Ballistic missile defense — once derided as “Star Wars” by critics — is finally coming into its own as a major component of the geopolitical landscape in Europe. The extreme difficulty of hitting an intercontinental ballistic missile traveling at Mach 25 with a counter-missile, which experts say is like shooting a bullet with another bullet, has made its development as a practical defense a project of decades of research and billions of dollars in investment. But a planned U.S. missile defense system, based in Poland and the Czech Republic to defend Europe from a long-range Iranian attack, has attracted the ire of Russian leaders who claim that it is directed against their own nuclear capability.
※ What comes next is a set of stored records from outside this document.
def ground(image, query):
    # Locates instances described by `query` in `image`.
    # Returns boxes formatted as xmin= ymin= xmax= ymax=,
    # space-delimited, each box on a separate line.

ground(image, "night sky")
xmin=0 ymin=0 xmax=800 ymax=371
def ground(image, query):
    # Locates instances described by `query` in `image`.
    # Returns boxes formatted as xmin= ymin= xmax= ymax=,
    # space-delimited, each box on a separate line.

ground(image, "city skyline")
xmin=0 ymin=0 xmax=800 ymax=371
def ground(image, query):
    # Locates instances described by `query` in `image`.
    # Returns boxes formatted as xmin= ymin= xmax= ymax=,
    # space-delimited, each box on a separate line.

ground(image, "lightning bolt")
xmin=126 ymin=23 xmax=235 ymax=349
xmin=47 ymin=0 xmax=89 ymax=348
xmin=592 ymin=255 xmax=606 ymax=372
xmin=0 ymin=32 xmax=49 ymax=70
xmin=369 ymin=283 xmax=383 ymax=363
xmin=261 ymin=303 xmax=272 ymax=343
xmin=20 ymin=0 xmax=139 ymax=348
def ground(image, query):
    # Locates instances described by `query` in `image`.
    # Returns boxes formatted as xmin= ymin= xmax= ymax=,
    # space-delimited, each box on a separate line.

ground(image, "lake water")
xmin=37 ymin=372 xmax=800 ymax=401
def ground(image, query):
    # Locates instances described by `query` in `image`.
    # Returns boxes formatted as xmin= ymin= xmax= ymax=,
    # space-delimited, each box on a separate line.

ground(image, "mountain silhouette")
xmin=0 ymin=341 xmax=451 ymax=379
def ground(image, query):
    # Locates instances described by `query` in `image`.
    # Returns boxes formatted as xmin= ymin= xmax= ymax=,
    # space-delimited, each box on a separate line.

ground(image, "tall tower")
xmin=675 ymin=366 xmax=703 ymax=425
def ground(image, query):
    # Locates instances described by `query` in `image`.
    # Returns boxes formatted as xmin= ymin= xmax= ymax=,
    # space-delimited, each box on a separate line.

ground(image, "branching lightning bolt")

Because of the complex technical questions involved, it is hard to make clear-cut, independent judgments about claims on both sides. The Russian military has called the system “an obvious threat,” while most U.S. experts are of the opposite opinion. Russian rhetoric, however, may be exaggerated for political effect; the Russians are likely more concerned with the long-term prospect of growing American military presence in Eastern Europe than the possibility that several anti-missile installations could render their thousands of nuclear warheads useless.

Cold War Mindsets

The fact that U.S. policymakers are trying to assure Moscow that the missile defense system is not directed against Russian nuclear capability, some observers worry, reveals a dangerous mindset. Pavel Podvig, research associate at the Center for International Security and Cooperation, said in an interview with the HPR that such dialogue would only increase tensions. “Once you start telling Russia that ‘this system would not be able to do anything with your potential nuclear forces,’ it strongly implies that the normal state of U.S.-Russia relations is that Russia and the United States are targeting each other with hundreds or thousands of weapons. … We start telling each other that this is normal.”

The Russian military, which contends that the system would undermine Russia’s security interests, intensified its rhetoric last year after the United States and Poland reached a key preliminary accord. The Polish government, initially reluctant to sign on to the system in the face of intense Russian opposition, quickly agreed to host several anti-missile installations after the Russian invasion of Georgia in August. In reaction, a top Russian general threatened that the Polish move “could not go unpunished” and warned that “Poland, by deploying the system, is exposing itself to a strike.” Some in the United States and Europe, eyeing these threats, are therefore wary of plans to go ahead with missile defense.
But the Russian concerns may not have much basis in fact. “The Russian concerns are just not technically or strategically valid. It just does not pose a threat to their deterrence [capability] in any way, shape, or form,” explained Dean Wilkening, senior research scientist, in an interview with the HPR. In this vein, many feel the system is so obviously incapable of challenging Russian military power that sacrificing European protection would be a poor strategic choice.

The Real Question: NATO Expansion

The missile defense debate is largely an extension of the question of NATO expansion into former Warsaw Pact states and Russia’s policy of maintaining a territorial buffer in Eastern Europe free of U.S. influence. “Russia doesn’t believe [missile defense] is a threat to their ICBMs or to their ability to pose a threat either to Europe or to the United States. … It’s just the concept of their policy being undermined. They want their policy to remain pure,” explained Gen. Tad Oelstrom, USAF (ret.), now a professor at the Harvard Kennedy School.

Perhaps sensing that the missile defense debate has become increasingly reminiscent of Cold War tensions, President Obama recently stated that he would take action to “reset” relations with Moscow. Though denying that he had any “quid pro quo” in mind, in March he hinted that Russian cooperation against the Iranian nuclear program would lessen the need for a missile defense system in Europe. Whether Obama was implying a bargain or not, however, the probability that Russian bluster is inflated for political effect makes it unlikely that U.S. policymakers will abandon their plans for missile defense solely on the basis of intensifying criticism from Moscow.